Lancashire lass Gracie Fields gets the glossy 20th Century Fox treatment in director Monty Banks’s 1938 British comedy musical film Keep Smiling [Smiling Along], an amusing if undemanding tale of the mishaps that befall a troupe of travelling concert performers.
The manager Bill Sneed (Joe Mott) runs off with the company’s cash, so Miss Fix-It Gracie Gray (Fields) arranges a coach and sets up a tour doing shows around the country, with backing from pianist René Sigani (Peter Coke), who falls for troupe dancer Avis (Mary Maguire).
The star’s energy and the Fox budget help to raise the fun a couple of notches.
Songs: ‘Sing Your Way to Happiness’ (written by Harry Parr Davies), ‘The Holy City’, ‘Peace of Mind’, ‘You’ve Got to Be Smart in the Army Nowadays’, ‘Giddy Up’ (written by Harry Parr Davies), and ‘Mrs Binns’ Twins’.

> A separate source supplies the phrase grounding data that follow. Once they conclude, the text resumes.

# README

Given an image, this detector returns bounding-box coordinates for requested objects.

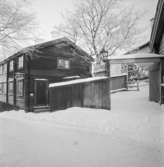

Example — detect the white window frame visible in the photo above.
[57,58,70,69]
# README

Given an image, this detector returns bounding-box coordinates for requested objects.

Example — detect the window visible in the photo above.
[0,83,2,94]
[0,65,2,75]
[8,80,13,95]
[18,56,24,69]
[2,82,6,94]
[57,58,70,69]
[2,64,7,74]
[9,60,14,71]
[16,79,24,96]
[0,64,7,75]
[0,82,7,94]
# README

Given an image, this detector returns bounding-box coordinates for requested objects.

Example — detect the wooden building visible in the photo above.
[149,0,164,103]
[0,37,92,111]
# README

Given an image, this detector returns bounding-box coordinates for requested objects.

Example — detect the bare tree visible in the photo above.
[0,0,37,52]
[52,0,143,62]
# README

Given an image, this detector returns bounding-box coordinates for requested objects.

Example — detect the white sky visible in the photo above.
[31,0,158,40]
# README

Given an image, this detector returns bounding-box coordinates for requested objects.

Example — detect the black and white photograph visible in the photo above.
[0,0,163,166]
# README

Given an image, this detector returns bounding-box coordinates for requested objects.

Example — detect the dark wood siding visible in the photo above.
[49,84,83,110]
[49,78,110,111]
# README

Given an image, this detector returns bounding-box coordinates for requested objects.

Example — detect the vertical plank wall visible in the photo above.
[49,78,110,111]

Tommy Fields, Gladys Dehl and Nino Rossini are The Three Bolas.
Also notable in the cast are Roger Livesey, Mary Maguire, Peter Coke, Jack Donohue, Tommy Fields, Gladys Dehl, Nino Rossini, Eddie Gray, Edward Rigby, Hay Petrie, Gus McNaughton, Mike Johnson, Joe Mott, and Philip Leaver.
Fox shot a film with the same title Keep Smiling (with Jane Withers) in America the same year, hence the alternative title of Smiling Along.
It was the second film made by Fields under her contract with 20th Century Fox.
It is shot at Pinewood Studios near London, on sets designed by art director Oscar Friedrich Werndorff.
Welsh composer and songwriter Harry Parr Davies (24 May 1914 – 14 October 1955) in 1931 talked his way into the dressing room of the singing star Gracie Fields at London’s Winter Garden theatre. From 1934, he worked as her accompanist. He wrote songs for Fields, George Formby, Jack Buchanan and Anna Neagle. His best-known songs included “Pedro the Fisherman’, ‘In My Little Snapshot Album’, ‘Wish Me Luck as You Wave Me Goodbye’ and ‘Sing as We Go’.
Italian comedian, film actor, director and producer Monty Banks (18 July 1897 – 7 January 1950), born Mario Bianchi, was married to Gracie Fields from 1940 till his death in 1950. Banks met Fields in 1935, directing her in four films, and they married in March 1940. He died of a heart attack in the arms of Fields while travelling on the Orient Express train just outside Arona, Italy, aged 52.
The cinematography is by another European refugee, German-born film cinematographer Mutz Greenbaum [Max Greene] (3 February 1896 – 5 July 1968).
Despite two films of the title, Keep Smiling, were people able to Keep Smiling in 1938? As an Italian national, Monty Banks would have been classified as an ‘enemy alien’ in Britain in World War Two and rounded up, so he and Fields quickly left the UK for Canada and then the neutral US to prevent his internment. Italian American internment took place in the US in 1941 and 1942, affecting thousands of Italians. Fields’s popularity plummeted for years. Even for those who managed to stay alive, these times were nothing to smile about.
The cast are Gracie Fields as Gracie Gray, Roger Livesey as Bert Wattle, Mary Maguire as Avis Maguire, Peter Coke as Rene Sigani, Jack Donohue as Denis Wilson, Hay Petrie as Jack, Mike Johnson as Charlie, Eddie Gray as Silvo, Tommy Fields, Gladys Dehl and Nino Rossini as The Three Bolas, Edward Rigby as Silas Gray, Joe Mott as Bill Sneed, Philip Leaver as De Courcy, Gus McNaughton as Eddie Perkins, Paula Rae Wright (Paula Raymond, aged 14) as Bettina Bowman, Carol Adams as Dancer, Joss Ambler as Max, Monty Banks as Auditioner, Hal Gordon, Wilfrid Hyde-White as Assistant hotel clerk, Eliot Makeham as Printer, and Julian Vedey as Hotel clerk.